In the video, Rodriguez comes across as having a lack of circumspection for someone who’s a practiced vote fraudster, something that makes one wonder if she’s a fraudster of a different sort. That’s what court is for.
What we know is the attorney general believes he has a case.
If this all sounds farfetched, consider the only election overturned in recent years because of voter fraud involved ballot harvesting.
In the 2018 race for North Carolina’s 9th Congressional District, Republican Mark Harris beat Democrat Dan McCready by a 905-vote margin. However, suspicions were aroused when Harris seemed to get an inordinate percentage of the absentee vote, given that only 19 percent of it was from registered Republicans but 61 percent voted for Harris.
What emerged was what The New York Times called a “precise but amateurish operation” harvesting ballots that was run by local political operative L. McCrae Dowless Jr.
“Witnesses have described a scheme that was at once on the books and under the radar, and a network filled not with seasoned, ideological activists, but with acquaintances and relatives of Mr. Dowless who needed cash and asked few questions,” The Times’ Alan Blinder wrote in February 2019.
“Guided by the slight, bearded man once celebrated as a local ‘guru of elections,’ they swept up unsealed or incomplete ballots and returned them in batches to Mr. Dowless, who was working on behalf of the Harris campaign. They sometimes filled in ballots, or signed as witnesses for voters they never met, in an ink color specifically chosen so it would not arouse suspicion at local elections offices.”

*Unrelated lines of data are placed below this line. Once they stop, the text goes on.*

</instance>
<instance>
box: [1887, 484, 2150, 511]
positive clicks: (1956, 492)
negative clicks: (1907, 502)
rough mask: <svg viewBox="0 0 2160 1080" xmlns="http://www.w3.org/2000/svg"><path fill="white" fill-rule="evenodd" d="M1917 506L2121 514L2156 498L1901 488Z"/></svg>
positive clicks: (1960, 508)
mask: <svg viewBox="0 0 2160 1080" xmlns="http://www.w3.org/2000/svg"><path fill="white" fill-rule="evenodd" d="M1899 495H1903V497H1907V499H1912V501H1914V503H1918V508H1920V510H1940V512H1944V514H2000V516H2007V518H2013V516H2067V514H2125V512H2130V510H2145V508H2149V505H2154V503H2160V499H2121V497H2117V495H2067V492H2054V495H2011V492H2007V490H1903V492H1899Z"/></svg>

State officials refused to certify Harris’ win and he backed out of a redo, which was won by GOP Rep. Dan Bishop.
Dowless is awaiting trial on numerous charges, according to WECT-TV, although Harris was never charged.
This might not be the kind of voter fraud you’re thinking of. It’s not the kind of systematic fraud that could change a national election.
It’s funny, though, how few Democrats were seen loudly declaiming voter fraud didn’t exist when Mark Harris’ victory wasn’t certified.